Si viveva insomma sul filo del rasoio per lo stato di tensione che si respirava addirittura come l’aria surriscaldata dai furiosi raggi del sole. L’acqua per lavarci era raccolta in certi serbatoi abbastanza capienti e poi distribuita a mezzo rubinetti nei lavatoi e nelle docce che però funzionavano soltanto in determinati giorni e per brevissimo tempo per cui, come era prevedibile, se riuscivi a trovare un posto sotto la doccia dovevi sbrigarti e non perdere tempo ad insaponarti se non volevi correre il rischio di restare soltanto insaponato senza più la possibilità di sciacquarti. Insomma, era come accade per la coperta corta: se ti copri i piedi resti con la testa scoperta e viceversa se ti copri la testa, perciò se ti insaponavi bene non potevi sciacquarti se invece ti insaponavi appena occorreva ugualmente molta acqua perché era salmastra ed avevi di che sfregarti senza riuscire nell’intento.

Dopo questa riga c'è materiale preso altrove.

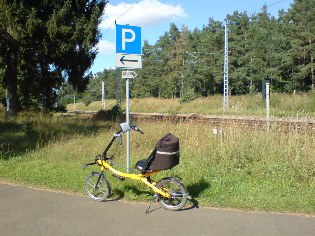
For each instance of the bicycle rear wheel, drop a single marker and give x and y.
(97, 186)
(177, 191)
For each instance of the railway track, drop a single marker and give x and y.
(280, 124)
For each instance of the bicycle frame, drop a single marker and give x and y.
(144, 178)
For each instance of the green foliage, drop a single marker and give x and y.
(45, 43)
(261, 47)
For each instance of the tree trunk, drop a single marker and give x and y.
(10, 78)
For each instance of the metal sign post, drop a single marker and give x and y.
(128, 56)
(103, 95)
(267, 106)
(128, 122)
(128, 75)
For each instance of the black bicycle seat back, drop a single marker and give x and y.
(144, 165)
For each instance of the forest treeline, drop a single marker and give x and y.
(186, 63)
(48, 47)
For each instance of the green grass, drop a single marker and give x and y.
(244, 169)
(281, 105)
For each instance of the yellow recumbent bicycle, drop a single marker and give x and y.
(169, 192)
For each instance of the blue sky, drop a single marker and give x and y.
(154, 18)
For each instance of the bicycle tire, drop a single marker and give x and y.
(99, 192)
(177, 191)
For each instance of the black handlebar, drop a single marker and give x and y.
(117, 134)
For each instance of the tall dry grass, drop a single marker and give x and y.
(281, 105)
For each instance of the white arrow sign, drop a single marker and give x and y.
(127, 74)
(128, 61)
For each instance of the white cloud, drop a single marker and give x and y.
(106, 47)
(143, 13)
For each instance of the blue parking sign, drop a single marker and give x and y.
(128, 39)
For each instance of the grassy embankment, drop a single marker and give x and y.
(281, 105)
(245, 169)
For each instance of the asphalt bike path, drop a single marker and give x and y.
(27, 211)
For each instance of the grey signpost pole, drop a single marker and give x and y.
(128, 56)
(267, 106)
(128, 122)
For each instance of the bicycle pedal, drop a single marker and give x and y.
(119, 177)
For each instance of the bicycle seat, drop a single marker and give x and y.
(144, 165)
(164, 156)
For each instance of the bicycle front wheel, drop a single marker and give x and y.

A ricordarsene oggi sembra tutto naturale e fatto di piccole cose ma in quel clima fisico e psicologico erano problemi di difficile soluzione. Era comunque il problema della sopravvivenza che purtroppo poteva risolversi in tuo favore solo se lo facevi a scapito degli altri.

Così per ogni giorno trascorso l’egoismo ti si impiantava nell’animo e non se ne andava più, anzi, le occasioni ti davano la possibilità di accrescerlo ed ingigantirlo oltre ogni misura. Le azioni altruistiche divenivano ogni giorno più rare e suscitavano persino meraviglia nel constatare che non era stato distrutto del tutto e che ancora la sua fiammella esisteva. Un buon segno, questo che avrebbe dovuto far bene sperare, ma come sempre accade nelle cose la meraviglia si trasformava a poco a poco in incredulità e si finiva per credere che fosse più una forma di egoismo mascherato da altruismo per fregare ancora una volta il prossimo. Conclusioni pessimistiche è vero ma giustificate dalla pesante realtà dura e perversa.